— Что, нам теперь идти на занятия этой бригады?
XV
Назавтра Саид собирался пойти на вечер встречи с агрономами в Дом науки и техники. Ночью закончили основной монтаж прессового агрегата, руководить которым Саид на заседании бюро партколлектива взялся сам лично. Теперь он на удивление крепко спал, почти впервые за последние четыре месяца чрезвычайно напряженного труда.
Ему удалось подогнать монтажные работы в кузнечно-прессовом цехе и ввести их в график.
В первом часу ночи, когда Саид обтирал тряпкой руки, к нему подошел инженер Эльясберг и попросил извинения.
— Что? — спросил Саид, не понявший сразу, о чем шла речь.
— Я тогда… вообще у нас почему-то недоразумение за недоразумением происходит. Я снял свою подпись под заявлением вашего брата и получил вчера от ЦКК…
— Это заявление?
— Нет, напоминание о выговоре с предупреждением. Давайте помиримся.
— Глупости вы говорите. Перестаньте киснуть. Мы с вами не ссорились, идите и работайте. Только работайте, товарищ Эльясберг, а не позируйте! Это вам пользы не принесет, — и он запачканной рукой пожал протянутую Эльясбергом руку.

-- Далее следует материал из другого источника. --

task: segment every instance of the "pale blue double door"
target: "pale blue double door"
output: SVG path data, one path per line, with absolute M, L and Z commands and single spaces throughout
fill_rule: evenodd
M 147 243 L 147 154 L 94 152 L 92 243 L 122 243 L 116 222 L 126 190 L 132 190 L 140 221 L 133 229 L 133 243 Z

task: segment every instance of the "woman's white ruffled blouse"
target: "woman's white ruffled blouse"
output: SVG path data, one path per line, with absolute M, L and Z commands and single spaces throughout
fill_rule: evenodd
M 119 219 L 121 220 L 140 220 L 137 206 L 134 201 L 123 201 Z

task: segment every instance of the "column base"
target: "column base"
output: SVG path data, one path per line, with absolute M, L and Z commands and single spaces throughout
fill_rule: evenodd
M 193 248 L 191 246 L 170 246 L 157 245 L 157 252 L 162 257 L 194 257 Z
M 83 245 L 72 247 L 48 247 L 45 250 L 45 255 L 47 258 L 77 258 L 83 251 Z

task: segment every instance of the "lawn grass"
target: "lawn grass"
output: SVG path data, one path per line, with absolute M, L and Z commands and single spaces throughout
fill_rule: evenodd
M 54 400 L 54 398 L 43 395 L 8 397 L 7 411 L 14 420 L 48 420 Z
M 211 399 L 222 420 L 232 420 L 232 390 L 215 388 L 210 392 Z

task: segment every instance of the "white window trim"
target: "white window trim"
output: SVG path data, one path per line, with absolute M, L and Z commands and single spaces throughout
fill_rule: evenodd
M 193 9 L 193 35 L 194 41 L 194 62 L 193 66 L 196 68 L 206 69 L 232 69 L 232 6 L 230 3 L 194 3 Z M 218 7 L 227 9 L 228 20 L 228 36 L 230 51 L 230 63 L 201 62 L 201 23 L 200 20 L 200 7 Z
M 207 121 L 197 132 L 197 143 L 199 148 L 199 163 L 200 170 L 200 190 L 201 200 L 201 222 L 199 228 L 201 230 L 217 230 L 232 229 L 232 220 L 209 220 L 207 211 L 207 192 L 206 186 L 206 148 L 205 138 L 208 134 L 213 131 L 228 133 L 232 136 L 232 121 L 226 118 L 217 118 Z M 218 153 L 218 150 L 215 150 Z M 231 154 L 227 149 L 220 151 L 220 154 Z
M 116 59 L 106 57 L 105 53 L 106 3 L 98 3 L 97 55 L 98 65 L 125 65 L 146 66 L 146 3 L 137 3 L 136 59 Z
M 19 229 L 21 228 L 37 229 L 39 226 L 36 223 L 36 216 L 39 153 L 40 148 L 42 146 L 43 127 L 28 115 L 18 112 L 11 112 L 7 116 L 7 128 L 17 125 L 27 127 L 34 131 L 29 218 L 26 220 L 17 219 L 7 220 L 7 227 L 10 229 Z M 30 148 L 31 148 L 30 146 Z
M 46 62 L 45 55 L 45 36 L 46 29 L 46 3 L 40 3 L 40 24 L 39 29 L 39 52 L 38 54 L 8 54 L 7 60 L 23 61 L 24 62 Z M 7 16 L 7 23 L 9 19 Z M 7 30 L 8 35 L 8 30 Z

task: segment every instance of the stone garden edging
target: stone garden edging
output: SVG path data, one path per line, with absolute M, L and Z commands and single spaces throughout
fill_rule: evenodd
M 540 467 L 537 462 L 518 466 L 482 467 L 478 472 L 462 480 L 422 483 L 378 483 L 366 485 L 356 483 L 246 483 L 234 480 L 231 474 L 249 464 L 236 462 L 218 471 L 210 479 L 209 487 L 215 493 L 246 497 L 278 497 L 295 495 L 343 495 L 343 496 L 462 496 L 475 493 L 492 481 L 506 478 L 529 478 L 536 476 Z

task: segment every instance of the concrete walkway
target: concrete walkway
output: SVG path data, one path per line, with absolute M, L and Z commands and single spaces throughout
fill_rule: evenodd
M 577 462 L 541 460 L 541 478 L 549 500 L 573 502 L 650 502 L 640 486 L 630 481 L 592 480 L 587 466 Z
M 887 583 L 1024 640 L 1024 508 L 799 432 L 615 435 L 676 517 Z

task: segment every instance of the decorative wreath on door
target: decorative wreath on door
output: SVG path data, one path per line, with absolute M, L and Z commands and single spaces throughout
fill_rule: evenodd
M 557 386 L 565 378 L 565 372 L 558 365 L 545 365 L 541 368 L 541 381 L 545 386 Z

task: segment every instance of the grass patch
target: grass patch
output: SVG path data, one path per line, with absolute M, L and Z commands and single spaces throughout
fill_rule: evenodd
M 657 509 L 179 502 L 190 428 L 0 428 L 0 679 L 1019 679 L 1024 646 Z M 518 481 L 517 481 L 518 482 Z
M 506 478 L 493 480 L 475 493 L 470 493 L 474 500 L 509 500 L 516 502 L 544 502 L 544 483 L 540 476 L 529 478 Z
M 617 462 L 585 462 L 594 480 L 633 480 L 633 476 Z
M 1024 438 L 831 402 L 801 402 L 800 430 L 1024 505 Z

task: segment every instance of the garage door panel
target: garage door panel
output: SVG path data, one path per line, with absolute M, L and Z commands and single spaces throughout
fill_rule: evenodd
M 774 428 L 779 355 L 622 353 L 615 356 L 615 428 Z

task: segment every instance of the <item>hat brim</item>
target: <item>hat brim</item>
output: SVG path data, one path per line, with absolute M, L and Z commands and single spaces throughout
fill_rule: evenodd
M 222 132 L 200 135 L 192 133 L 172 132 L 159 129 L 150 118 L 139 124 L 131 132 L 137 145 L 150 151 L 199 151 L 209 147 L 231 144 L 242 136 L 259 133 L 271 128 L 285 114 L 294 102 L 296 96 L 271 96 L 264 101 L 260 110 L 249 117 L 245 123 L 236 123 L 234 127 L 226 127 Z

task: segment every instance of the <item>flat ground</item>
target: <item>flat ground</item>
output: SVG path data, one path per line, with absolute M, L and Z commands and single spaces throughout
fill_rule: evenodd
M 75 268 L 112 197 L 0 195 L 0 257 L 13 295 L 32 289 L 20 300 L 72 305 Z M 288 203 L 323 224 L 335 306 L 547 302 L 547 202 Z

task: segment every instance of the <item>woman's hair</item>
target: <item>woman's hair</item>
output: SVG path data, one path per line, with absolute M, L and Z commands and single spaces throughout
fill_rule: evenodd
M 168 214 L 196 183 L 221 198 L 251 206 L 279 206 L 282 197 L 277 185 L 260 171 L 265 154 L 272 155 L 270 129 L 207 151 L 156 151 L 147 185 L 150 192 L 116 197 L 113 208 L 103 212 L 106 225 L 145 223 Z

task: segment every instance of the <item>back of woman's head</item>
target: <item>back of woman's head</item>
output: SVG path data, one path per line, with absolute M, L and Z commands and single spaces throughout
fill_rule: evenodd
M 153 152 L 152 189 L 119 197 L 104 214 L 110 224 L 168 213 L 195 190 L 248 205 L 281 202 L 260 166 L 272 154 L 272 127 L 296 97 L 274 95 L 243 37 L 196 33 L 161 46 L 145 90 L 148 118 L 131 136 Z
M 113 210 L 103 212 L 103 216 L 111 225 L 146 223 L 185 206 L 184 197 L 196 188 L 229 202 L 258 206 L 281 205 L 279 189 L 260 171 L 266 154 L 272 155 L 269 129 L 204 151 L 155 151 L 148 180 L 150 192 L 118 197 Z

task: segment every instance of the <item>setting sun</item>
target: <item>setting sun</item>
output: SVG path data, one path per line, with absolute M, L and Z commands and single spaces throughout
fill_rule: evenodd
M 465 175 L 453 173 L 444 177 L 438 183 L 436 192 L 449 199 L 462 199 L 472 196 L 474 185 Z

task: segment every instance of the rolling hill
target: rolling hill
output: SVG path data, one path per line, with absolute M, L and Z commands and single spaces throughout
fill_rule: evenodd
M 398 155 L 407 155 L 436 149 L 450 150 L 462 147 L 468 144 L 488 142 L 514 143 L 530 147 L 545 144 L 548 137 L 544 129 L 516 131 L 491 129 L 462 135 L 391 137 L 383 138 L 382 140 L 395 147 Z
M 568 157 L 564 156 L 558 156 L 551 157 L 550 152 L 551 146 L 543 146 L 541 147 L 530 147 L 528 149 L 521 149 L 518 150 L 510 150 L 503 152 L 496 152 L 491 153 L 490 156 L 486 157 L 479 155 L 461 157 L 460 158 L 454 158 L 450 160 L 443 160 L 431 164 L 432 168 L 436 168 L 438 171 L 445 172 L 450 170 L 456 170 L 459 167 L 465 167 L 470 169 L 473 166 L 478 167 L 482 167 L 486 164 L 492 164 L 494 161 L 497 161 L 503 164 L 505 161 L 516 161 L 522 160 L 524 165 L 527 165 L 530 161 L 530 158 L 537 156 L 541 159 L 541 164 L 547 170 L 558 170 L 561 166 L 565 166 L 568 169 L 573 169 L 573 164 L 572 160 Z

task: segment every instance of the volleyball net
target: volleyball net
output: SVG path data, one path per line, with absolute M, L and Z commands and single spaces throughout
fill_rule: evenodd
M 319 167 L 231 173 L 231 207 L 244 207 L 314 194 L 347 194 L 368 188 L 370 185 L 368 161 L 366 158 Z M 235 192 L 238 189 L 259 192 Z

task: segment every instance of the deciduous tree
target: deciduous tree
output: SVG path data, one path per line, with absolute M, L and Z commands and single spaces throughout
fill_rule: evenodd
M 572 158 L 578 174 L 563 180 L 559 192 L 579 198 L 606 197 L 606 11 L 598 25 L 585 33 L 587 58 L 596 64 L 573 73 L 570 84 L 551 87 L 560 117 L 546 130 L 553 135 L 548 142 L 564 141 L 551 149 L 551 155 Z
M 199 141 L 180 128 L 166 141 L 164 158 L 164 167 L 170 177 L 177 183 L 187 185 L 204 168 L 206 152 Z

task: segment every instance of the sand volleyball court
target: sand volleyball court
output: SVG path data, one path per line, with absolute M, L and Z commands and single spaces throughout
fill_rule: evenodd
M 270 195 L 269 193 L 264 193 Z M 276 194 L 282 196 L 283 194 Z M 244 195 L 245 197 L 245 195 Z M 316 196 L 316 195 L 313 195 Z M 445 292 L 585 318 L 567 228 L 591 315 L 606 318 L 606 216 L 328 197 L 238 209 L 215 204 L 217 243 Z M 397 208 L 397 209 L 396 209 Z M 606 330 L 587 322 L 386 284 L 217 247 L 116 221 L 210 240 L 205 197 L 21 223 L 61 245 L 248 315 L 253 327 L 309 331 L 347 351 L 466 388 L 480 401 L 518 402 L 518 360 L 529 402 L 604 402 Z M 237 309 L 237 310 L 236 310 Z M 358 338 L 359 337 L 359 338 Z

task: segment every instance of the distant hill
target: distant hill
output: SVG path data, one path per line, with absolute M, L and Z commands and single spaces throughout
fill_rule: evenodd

Утром ему доложили, что в двух мартеновских печах начинают наваривать поды, а монтажный цех очищают от строительного мусора, приступают к монтажу конвейера.
— Значит, мое слово — это их слово: они его сдержат!
Все это он так живо припомнил, собираясь на вечер к агрономам. Ему почему-то захотелось забыться на минутку. Забыть обо всем, поговорить с каким-нибудь интересным собеседником, ну хотя бы с этим негром.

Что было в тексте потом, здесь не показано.